Erdoğan Ağabey kendisiyle tanıştığım 1980’li yılların başından bugüne kadar bana ülkemizde “iyimser ekonomist olmanın” toplum açısından bakılırsa “kötümser ekonomist” olmaktan daha faydalı olduğunu öğretmiş bir iktisatçıdır.
77 yaşında vefat eden Erdoğan Alkin diğer taraftan iyi bir iktisatçının ‘teoriyi iyi bilmek kadar uygulamayı da sıkı takip etmesi gerektiğini’ ve ‘özel sektörde görev almanın da devlette görev almak kadar kutsal olduğunu’ kendisinden daha genç iktisatçılara sık sık anlatmış bir kimsedir. Ayrıca da insan seven, başta öğrencileri olmak üzere her yardım isteyene el uzatan ‘şeker gibi’ bir insandı!
SAĞ OLSA NE DERDİ?
Şişli Terakki Lisesi sonrasında 1959 yılında İ.Ü.İktisat Fakültesi’ni bitirmiş, kendi okuluna asistan olmuş, 1963 yılında OECD Bursu ile Hollanda’da iktisadi planlama eğitimi almış ve 1967 yılında doçent ve 1973 yılında profesör olmuş olan Erdoğan Hoca, iki çocuğunu da iktisatçı olarak yetiştirmiş olması ve en az İstanbul İktisat Fakültesi’ndeki katkıları kadar, medyada yorumcu ve çeşitli kurumlarda danışman olarak yaptığı katkılarla da ülkemizin en çok tanınan ve analizlerine en çok güvenilen birkaç iktisatçısından biri idi. Cenazesi bugün Teşvikiye Camii’nden kaldırılacak.
***
Erdoğan Hoca bugün sağ olsa ekonomik gidişat açısından özetle neler derdi?
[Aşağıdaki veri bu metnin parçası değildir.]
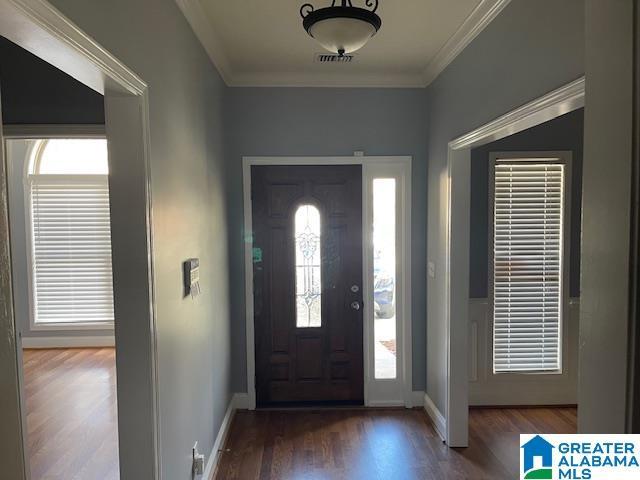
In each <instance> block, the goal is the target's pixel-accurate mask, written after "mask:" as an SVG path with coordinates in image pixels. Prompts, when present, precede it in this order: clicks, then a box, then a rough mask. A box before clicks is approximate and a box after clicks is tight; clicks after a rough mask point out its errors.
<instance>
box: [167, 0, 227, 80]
mask: <svg viewBox="0 0 640 480" xmlns="http://www.w3.org/2000/svg"><path fill="white" fill-rule="evenodd" d="M175 1H176V4H177V5H178V7H179V8H180V10H181V11H182V14H183V15H184V16H185V18H186V19H187V22H188V23H189V25H191V29H192V30H193V32H194V33H195V34H196V37H197V38H198V40H200V43H201V44H202V46H203V47H204V49H205V51H206V52H207V55H209V58H210V59H211V61H212V62H213V64H214V65H215V67H216V68H217V69H218V73H220V76H221V77H222V80H223V81H224V83H226V84H227V85H229V86H231V85H233V74H232V71H231V65H230V63H229V59H228V57H227V55H226V54H225V52H224V50H223V48H222V43H221V42H220V40H219V39H218V36H217V35H216V34H215V31H214V29H213V25H211V22H210V21H209V16H208V14H207V12H205V10H204V8H203V7H202V4H201V3H200V1H199V0H175Z"/></svg>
Tüm dünyayı da en az Türkiye kadar takip ettiği için ABD’de 2012 dördüncü çeyrek büyüme sayısının dün yüzde 0.1 büyümeden yüzde 0.4 büyümeye revize edilmesini vurgular ve ABD’nin Sandy Fırtınası ve Bütçe ve Kamu Borcu konusundaki kavgalara rağmen artık krizden tamamen çıkmaya çok yakın olduğunu, ABD’nin 14 çeyrektir yüzde 2 civarında pozitif büyümesinin de tüm dünya ve de Türkiye için iyi olduğunu söylerdi.
NUR İÇİNDE YAT ‘HOCAM’
Son 10 günün temel gündem maddesini oluşturan G.Kıbrıs çöküşünün cari denge açığı ve döviz kuruyla alakası olmadığının da altını çizerek belirtirdi. Güney Kıbrıs’ta bankaların ülkenin 20 milyar euroluk GSYİH sayısının nerede ise dört misli mevduat aldığını ama aşırı kredi verme ve mevduatları Yunanistan’ın batık kamu ve banka menkul kıymetlerine yatıran banka yöneticilerinin ve gidişatı frenlemeyen siyasetçilerin G.Kıbrıs’ı bankacılık balonuyla batırdıklarının altını çizerdi. G.Kıbrıs’ta cari denge açığının 2 milyar eurodan az, banka batıklarının ise bu 2 milyarın 25 misli kadar olduğunu gündeme getirirdi.
Ayrıca ülkemizin ratinginin S&P tarafından nihayet yatırım düzeyinin bir altına yükseltilmesi olgusundan ne kadar memnun olduğunu da heyecanla vurgulardı. Kötümserlik satanlara da ülkenin, kamu maliyesi ve borç stoku, banka sektörü güçlülüğü, döviz rezervi, enflasyon ve faiz düzeyi olarak tarihsel en düşük düzeyde bulunduğunu hatırlatır ama cari denge sorununu çözmek için ülkenin tasarruf düzeyini artırmamız gerektiğini, eğitimin ve üretimde verimlilik konusunun önemini gündemde tutardı. Siyasetin de kavga ve gürültüden kurtarılması gerektiğini tekrar tekrar gündeme getirirdi.
Ben şahsen Erdoğan Hoca’yı her zaman hatırlayacak ve onun öğrettiklerinin çoğunu da kendi yaşamımda uygulamaya gayret ve devam edeceğim. Nur içinde yat “Hocam”!